Energy shipping is in a weak cycle. Eventually it will recover and Teekay investors should do well. Image source: Teekay. 

What: Shares of several stocks that are part of the Teekay Corporation (NYSE:TK) family, including Teekay, Teekay LNG Partners L.P. (NYSE:TGP), and Teekay Offshore Partners L.P. (NYSE:TOO), were up big in March:

TK Chart

TK data by YCharts.

Teekay Tankers Ltd. (NYSE:TNK) was the only Teekay stock to finish March on a down note.

So what: The market's exuberance for Teekay, and particularly Teekay Offshore and Teekay LNG Partners, is more a reaction to "no more bad news" than it was anything "good" that's happened. Even after the strong market gains in March, shares of all of the Teekay family stocks are still well down for the year:

TK Chart

TK data by YCharts.

It's tied to several things. First, there's significant concern that the prospects for much of Teekay's business, which is heavily tied to shipping of energy products such as crude oil, propane, and liquefied natural gas, are facing strong headwinds. This is tied to weak demand for shipping of oil and refined products in the near future, as global demand continues to be relatively weak, and economic uncertainty, especially in parts of Asia including China, weighs on energy markets. There are also fears that the expectations for huge growth in LNG shipping could be overly optimistic. 

The near-term weakness was a key reason that Teekay, Teekay LNG Partners, and Teekay Offshore all slashed their dividend and distribution payouts late last year, sending income investors fleeing the stocks to find higher-yield income. Another driver behind the payout cut was the (ongoing) weakness in the equity markets, which presented a challenge for Teekay LNG and Teekay Offshore, which have used equity offerings in the past to raise capital. The decline in the stock prices for these partnerships had pushed the yields up so high that equity offerings as a source of capital were simply no longer cost-effective. 

Now what:

Uncertain demand for LNG shipping could weigh on Teekay LNG for some time. Image source: Teekay LNG Partners.

While there's still some uncertainty about near-term demand, the dividend cuts from last year helped free up a lot of cash flows that Teekay can use to fund capital plans and support operations. At the same time, the Teekay family recently declared upcoming dividend payments, and held payouts steady at the levels announced in late 2015, so there don't appear to be any forthcoming cuts. 

At the same time, it's likely that the Teekay family of stocks will remain very volatile, moving up and down with energy prices as much as "real" news.
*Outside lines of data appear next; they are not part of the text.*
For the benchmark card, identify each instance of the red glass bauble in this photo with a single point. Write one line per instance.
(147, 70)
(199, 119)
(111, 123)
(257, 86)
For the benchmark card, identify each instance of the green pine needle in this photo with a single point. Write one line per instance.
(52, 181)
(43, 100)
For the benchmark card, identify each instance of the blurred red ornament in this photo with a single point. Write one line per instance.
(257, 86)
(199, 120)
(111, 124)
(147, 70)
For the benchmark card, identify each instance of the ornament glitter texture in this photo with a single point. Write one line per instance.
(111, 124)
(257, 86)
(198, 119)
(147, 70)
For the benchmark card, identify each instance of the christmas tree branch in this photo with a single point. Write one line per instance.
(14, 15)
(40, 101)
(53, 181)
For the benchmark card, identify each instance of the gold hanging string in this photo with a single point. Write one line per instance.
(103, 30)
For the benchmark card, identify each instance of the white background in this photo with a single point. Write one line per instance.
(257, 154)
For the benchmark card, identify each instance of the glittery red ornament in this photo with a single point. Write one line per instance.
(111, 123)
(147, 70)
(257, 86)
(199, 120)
As things stand today, Teekay Corporation stock yields about 2.8% based on the current dividend, while Teekay Offshore yields about 9% and Teekay LNG yields 4.7%. Looking ahead several years, it's likely that these prices turn out to be more than fair, and you could be collecting much larger payouts on your initial investment.

Nonetheless, there's also reason to expect the share prices to continue moving up and down, and you could certainly see them fall lower than current levels in the short term. There's also the potential that, if the biggest fears come true and demand for energy shipping further weakens, or if LNG growth doesn't pan out, dividend cuts could happen again. 

But if you're willing to stomach the short-term volatility and the cyclical nature of shipping in general, a long-term investment in almost any of the Teekay family of stocks could turn out very well in a few years' time.